Cutting out crawling
Contrary to common belief, not all babies crawl before they walk. In fact, according to a 2006 World Health Organization study, approximately 5 percent of babies never crawl on their hands and knees. Babies who don’t crawl on their hands and knees typically find another way to get from one place to another, such as rolling or belly crawling. As long as a baby is interested and motivated to explore her environment, she will usually find natural opportunities to develop foundational skills such as spatial awareness, muscle strength, coordination and self-confidence.
Provide a jump-start
There are a number of different reasons why a baby might not crawl, including muscle weakness, lack of interest or limited opportunities, but fortunately there are techniques that parents can use to encourage crawling. For example, while your infant is on her stomach, gently bend her knees, tucking them underneath her belly. Shake a colorful rattle to get baby’s attention then place it just out of reach in front of her. Position your forearm against her feet, providing a surface for her to push against. If she doesn’t initiate any forward movement, you can gently push against her feet and give her a tiny boost.
Allowing your baby plenty of tummy time and sufficient floor space to move about also encourages crawling.
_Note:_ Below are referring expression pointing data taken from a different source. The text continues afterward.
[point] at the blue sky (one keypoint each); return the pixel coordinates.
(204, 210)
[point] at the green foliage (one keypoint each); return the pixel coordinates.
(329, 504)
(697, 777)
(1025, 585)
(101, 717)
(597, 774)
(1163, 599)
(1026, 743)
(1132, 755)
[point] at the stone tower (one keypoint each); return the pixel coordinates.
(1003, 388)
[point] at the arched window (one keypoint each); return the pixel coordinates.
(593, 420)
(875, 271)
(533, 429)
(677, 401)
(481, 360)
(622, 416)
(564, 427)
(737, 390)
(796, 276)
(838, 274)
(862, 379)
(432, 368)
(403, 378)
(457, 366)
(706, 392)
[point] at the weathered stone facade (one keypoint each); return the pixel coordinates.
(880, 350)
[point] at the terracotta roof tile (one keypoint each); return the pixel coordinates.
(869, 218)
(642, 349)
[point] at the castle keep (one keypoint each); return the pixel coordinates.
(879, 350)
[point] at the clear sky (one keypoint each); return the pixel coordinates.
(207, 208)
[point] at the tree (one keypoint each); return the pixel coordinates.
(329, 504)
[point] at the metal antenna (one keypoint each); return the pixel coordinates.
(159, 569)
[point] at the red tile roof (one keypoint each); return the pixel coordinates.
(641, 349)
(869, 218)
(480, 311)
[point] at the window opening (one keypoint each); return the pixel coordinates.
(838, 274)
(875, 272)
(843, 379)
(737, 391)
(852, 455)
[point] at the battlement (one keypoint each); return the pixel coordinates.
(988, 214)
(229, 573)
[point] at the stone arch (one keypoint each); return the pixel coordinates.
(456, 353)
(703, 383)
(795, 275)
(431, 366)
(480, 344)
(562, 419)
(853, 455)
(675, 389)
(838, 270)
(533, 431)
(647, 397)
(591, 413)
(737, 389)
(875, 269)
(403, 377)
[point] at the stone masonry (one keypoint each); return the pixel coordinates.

Another fun activity to promote crawling is to sit on the floor with your legs straight out in front of you and position your baby over your thighs in a crawling stance, with her hands and knees on the floor. Every so often, gently lift her trunk so that she is putting more weight through her hands and knees and slowly rock her forward and backward. This is perfect for strengthening her trunk and limbs and may provide just the jump-start to crawling that she needs.